Sejumlah warga di sekitar Ciliwung juga masih dihantui kecemasan akan terjadinya banjir yang lebih besar. Untuk itu, banyak warga yang selalu mengecek ketinggian air di Depok dan Bogor yang menjadi indikator datangnya banjir di Jakarta.

Dalam pemantauan Kompas, kemarin, air mulai masuk ke rumah-rumah penduduk di Kampung Melayu (Jakarta Timur) dan Bukit Duri (Jakarta Selatan) sekitar pukul 09.00 dan terus meninggi. "Air sampai dua meter lebih, sehingga kami buru-buru kembali ke pengungsian," kata sejumlah warga.

Lurah Kampung Melayu Lutfi Kamal mengatakan terpaksa membatalkan perintahnya untuk menutup posko pengungsian. "Sabtu malam saya sudah perintahkan menutup lokasi pengungsian karena banjir sudah surut. Akan tetapi, pada Minggu pagi ternyata ketinggian air di Depok tinggi lagi," katanya.

Akhirnya, empat posko penampungan di Kampung Melayu kembali diaktifkan. Sebanyak 725 orang di halaman SMP Santa Maria, 200 orang di Yayasan PTDI, 300 orang di RS Hermina, 100 orang di SMP 26, dan ratusan warga lain mengungsi di pinggir jalan.

Air juga kembali menggenangi warga di Kelurahan Bidara Cina dan Cawang. Susy, warga Bidara Cina mengatakan, luapan air memang tidak sedahsyat Rabu lalu yang mencapai seleher. "Minggu ini yang kebanjiran hanya yang di bantaran kali. Namun, saya masih menginap di rumah mama karena rumah di Bidara Cina belum bersih benar," katanya.
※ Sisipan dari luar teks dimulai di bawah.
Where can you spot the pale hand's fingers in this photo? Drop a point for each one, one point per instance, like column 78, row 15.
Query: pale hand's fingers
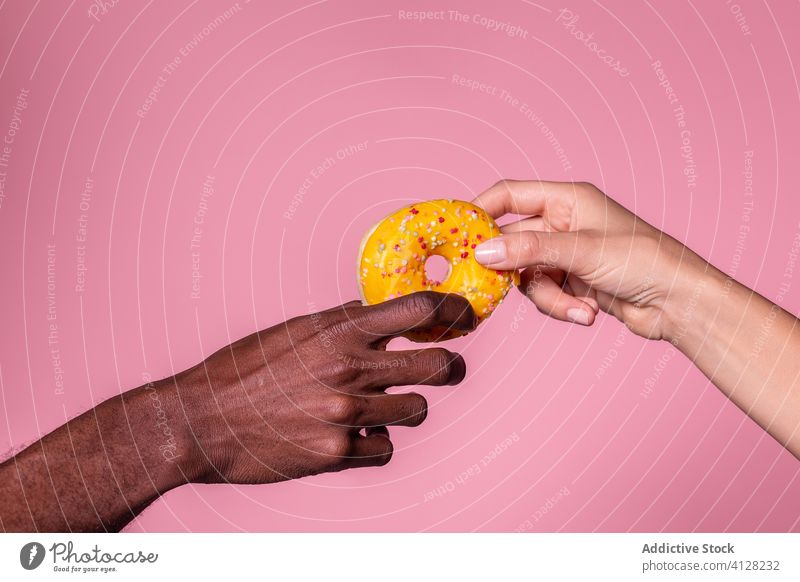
column 552, row 300
column 578, row 288
column 572, row 252
column 554, row 200
column 533, row 223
Di Tangerang, warga juga kaget atas datangnya banjir. Pagi tadi kami kaget melihat rumah Bang Rahmat terendam air setinggi pinggang orang dewasa. Sebab sama sekali tidak ada hujan," kata Yayan, warga Penanggungan Utara.

Meski tidak ada warga yang cedera atau mengungsi dan genangan sudah hilang pada pukul 12.00, peristiwa ini amat mengagetkan sejumlah warga. Sebab sejak hari Sabtu siang cuaca di Kota Tangerang amat cerah tanpa sedikitpun turun hujan.

Hujan terakhir di Tangerang turun pada Sabtu pagi, itupun hanya gerimis," kata Taryo, petugas Bendung Pasar Baru Tangerang yang merupakan pemantau utama arus Kali Cisadane di Kota Tangerang.

Didera Penyakit

Dari sejumlah lokasi penampungan sementara diperoleh informasi, warga korban banjir mulai terserang Infeksi Saluran Pernafasan Atas (ISPA) dan penyakit kulit. Sedikitnya 343 pasien rawat jalan di 45 pos kesehatan yang tersebar di tempat-tempat pengungsian lima wilayah Jakarta. Kalau penanganan pasca banjir tidak secepatnya diantisipasi, dikhawatirkan para korban banjir di tempat pengungsian atau yang masih bertahan di rumahnya akan terkena diare, tipus, demam berdarah dan leptospirosis.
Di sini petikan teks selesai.